ORGANIZE – Create a trusted, business-ready analytics foundation that ensures your data is ready for AI. Just because you can access your data doesn’t mean that it’s prepared for AI use cases. Bad data is paralyzing to AI. So clients must integrate, cleanse, catalog, and govern the full lifecycle of their AI data.
ANALYZE – Once your data is accessible and AI-ready, then you are better prepared to apply advanced analytics and AI models. This rung provides the business and planning analytics capabilities that are key for success with AI. It also provides the capabilities needed to build, deploy, and manage AI models within an integrated portfolio of technology.
INFUSE – Many businesses create highly useful AI models but then encounter challenges in operationalizing them to attain broader business value. This rung of the ladder infuses AI to achieve trust and transparency in model-recommended decisions, decision explainability, bias detection, decision audits, etc. For clients with common use cases, the INFUSE rung operationalizes those AI use cases with pre-built application services, speeding time to value.
MODERNIZE – Given the dynamic nature of AI, your data estate needs a highly elastic and extensible multi-cloud infrastructure to unify the aforementioned capabilities within a fully governed team-platform. Clients are also looking to automate their AI lifecycles across an array of contributors through collaborative workflows. Essentially, MODERNIZE means building an information architecture for AI that provides choice and flexibility across your enterprise. As clients modernize their data estates for an AI and multicloud world, they will find that there is less "assembly required" in expanding the impact of AI across the organization.

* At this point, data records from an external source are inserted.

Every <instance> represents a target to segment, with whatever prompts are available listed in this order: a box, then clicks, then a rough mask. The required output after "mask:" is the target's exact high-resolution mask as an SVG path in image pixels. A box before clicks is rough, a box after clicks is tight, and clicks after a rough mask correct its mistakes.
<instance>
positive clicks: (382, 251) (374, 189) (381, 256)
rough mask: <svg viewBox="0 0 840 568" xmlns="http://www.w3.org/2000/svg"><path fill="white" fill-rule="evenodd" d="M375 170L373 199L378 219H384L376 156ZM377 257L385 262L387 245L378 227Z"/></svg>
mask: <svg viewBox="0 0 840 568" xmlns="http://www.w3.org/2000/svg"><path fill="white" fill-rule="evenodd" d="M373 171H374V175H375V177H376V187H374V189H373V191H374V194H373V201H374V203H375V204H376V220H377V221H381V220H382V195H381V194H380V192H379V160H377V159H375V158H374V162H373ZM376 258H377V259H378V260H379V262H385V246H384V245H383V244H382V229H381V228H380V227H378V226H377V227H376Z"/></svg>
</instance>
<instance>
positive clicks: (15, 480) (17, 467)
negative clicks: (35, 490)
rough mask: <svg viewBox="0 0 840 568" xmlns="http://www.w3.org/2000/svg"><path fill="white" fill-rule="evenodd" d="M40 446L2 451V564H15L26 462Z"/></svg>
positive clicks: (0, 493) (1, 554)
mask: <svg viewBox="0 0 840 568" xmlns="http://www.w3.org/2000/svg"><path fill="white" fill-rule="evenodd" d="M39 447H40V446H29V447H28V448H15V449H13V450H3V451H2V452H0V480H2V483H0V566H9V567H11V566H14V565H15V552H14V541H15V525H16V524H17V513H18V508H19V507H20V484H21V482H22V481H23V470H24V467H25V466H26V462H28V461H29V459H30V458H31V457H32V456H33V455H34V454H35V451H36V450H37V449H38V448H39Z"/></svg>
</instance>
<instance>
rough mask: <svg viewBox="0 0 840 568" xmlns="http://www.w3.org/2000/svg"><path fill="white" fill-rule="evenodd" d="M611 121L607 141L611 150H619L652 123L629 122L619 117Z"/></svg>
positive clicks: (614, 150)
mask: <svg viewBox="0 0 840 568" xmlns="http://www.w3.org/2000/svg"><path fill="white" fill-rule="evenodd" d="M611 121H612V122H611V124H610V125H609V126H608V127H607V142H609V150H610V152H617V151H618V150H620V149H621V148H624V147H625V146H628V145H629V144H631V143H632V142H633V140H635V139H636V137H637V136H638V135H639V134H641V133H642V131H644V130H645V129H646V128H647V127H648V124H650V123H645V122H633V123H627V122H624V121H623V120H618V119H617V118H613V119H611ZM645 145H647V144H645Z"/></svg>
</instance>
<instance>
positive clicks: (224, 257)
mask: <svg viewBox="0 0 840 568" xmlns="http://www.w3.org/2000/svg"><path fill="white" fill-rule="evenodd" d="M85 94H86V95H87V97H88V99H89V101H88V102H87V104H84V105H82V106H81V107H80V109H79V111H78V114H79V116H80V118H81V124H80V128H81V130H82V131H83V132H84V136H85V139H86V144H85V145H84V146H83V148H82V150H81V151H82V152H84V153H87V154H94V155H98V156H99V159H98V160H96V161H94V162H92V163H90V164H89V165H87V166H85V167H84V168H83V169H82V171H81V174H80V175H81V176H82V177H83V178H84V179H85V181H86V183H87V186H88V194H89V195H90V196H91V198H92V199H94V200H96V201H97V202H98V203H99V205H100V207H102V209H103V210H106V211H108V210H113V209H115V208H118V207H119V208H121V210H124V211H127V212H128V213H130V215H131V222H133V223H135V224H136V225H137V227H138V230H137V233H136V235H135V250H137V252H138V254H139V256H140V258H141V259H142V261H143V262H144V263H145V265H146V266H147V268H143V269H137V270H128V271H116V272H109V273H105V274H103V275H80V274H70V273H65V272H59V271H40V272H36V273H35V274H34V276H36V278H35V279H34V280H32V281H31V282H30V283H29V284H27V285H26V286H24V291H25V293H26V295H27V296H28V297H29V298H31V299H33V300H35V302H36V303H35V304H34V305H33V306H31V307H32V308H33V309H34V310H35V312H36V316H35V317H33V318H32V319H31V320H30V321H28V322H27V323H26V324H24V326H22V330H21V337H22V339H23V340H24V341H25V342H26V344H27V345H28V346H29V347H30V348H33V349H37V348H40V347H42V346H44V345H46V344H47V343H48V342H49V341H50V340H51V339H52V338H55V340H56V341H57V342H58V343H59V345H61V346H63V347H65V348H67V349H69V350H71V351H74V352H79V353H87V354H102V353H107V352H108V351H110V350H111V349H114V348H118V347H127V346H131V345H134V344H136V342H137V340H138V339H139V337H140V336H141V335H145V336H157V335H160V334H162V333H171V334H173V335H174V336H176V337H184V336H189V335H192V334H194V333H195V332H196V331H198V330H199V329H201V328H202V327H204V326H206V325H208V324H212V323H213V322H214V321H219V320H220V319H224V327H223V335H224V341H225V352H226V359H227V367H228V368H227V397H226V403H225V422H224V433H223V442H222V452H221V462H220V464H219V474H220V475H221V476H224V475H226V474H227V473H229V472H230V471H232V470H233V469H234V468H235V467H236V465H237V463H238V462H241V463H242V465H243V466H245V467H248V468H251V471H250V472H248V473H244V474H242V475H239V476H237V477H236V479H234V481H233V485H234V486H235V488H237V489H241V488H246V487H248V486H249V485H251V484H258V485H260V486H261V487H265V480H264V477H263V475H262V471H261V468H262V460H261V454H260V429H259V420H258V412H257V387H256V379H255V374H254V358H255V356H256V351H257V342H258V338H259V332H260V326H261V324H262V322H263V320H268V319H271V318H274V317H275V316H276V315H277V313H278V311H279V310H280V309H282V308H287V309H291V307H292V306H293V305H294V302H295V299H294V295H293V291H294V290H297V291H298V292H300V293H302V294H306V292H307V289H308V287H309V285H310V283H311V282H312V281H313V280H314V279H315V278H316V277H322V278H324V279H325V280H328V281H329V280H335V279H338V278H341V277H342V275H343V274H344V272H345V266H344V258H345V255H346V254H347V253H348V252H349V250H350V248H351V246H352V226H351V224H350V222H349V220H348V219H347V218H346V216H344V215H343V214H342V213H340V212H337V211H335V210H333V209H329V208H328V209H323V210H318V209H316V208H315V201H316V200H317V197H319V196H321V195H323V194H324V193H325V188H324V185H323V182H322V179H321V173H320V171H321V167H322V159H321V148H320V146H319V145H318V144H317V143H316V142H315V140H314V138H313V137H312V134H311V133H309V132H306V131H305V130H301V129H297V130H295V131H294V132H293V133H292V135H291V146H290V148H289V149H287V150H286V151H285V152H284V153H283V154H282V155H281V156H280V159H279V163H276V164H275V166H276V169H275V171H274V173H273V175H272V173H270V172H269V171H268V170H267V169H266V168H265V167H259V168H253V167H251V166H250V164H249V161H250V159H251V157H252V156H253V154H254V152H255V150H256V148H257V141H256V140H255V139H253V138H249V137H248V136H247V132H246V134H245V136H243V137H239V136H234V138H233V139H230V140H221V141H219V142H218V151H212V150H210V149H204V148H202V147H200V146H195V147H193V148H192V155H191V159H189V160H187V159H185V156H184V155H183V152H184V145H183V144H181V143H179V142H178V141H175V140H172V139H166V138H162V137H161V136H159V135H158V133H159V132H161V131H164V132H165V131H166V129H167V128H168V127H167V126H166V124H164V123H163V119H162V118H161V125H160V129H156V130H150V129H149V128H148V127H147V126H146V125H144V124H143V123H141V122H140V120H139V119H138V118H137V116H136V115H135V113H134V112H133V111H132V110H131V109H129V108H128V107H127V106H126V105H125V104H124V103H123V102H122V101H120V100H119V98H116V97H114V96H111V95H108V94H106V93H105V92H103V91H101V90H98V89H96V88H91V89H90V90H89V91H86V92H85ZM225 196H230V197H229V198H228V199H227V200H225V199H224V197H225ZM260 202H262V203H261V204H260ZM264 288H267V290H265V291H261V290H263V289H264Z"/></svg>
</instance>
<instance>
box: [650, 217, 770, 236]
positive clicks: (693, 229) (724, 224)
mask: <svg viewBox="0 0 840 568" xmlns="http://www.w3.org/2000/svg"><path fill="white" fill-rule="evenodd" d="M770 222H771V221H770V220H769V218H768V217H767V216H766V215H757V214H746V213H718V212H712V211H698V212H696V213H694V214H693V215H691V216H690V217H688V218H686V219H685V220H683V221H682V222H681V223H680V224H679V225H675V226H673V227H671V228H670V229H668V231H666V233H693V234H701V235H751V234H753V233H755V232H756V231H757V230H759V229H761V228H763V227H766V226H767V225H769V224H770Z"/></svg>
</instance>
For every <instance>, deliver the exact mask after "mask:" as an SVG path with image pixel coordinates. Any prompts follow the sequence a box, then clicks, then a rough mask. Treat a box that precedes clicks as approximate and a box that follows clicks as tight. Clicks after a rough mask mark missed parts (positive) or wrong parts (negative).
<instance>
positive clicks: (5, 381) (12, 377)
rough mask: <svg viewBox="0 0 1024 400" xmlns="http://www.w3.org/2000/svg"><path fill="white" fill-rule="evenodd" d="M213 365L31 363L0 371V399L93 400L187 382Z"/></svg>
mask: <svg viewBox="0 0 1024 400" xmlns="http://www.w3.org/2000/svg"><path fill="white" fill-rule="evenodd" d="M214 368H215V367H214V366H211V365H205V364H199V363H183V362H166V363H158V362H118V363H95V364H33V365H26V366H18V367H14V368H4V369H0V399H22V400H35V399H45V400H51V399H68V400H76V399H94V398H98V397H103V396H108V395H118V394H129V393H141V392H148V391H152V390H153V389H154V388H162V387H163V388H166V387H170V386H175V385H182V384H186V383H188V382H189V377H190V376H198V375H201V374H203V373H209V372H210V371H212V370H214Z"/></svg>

This is the IBM Cloud Architecture Center high level reference architecture. A Data centric and AI reference architecture needs to support capabilities that address the Collect, Analyze, Organize and Infuse activities.
This architecture diagram illustrates the need for strong data management capabilities inside a 'multi cloud data platform' (Dark blue area), on which AI capabilities are plugged in to support analyze done by data scientists ( machine learning workbench and business analytics).
The data platform addresses the data collection and transformation to move data to local highly scalable store. Sometime, it is necessary to avoid moving data when there is no need to do transformations or there is no performance impact to the origin data sources by adding readers, so a virtualization capability is necessary to open a view on remote data sources without moving data.
On the AI side, data scientists need to perform data analysis, which includes making sense of the data using data visualization. To build a model they need to define features, and the AI environment supports feature engineering. Then to build the model, the development environment helps to select and combine the different algorithms and to tune the hyper parameters. The execution can be done on local cluster or can be executed, at the big data scale level, to machine learning cluster.
Once the model provides acceptable accuracy level, it can be published as a service. The model management capability supports the meta-data definition and the life cycle management of the model. When the model is deployed, monitoring capability, ensures the model is still accurate and even not biased.
The intelligent application, represented as a combination of capabilities at the top of the diagram: business process, core application, CRM... can run on cloud, fog, or mist. It accesses the deployed model, access Data using APIs, and even consumes pre-built models, congitive services, like a speech to text and text to speech service, an image recognition, a tone analyzer services, the Natural Language Understanding (NLU), and chatbot.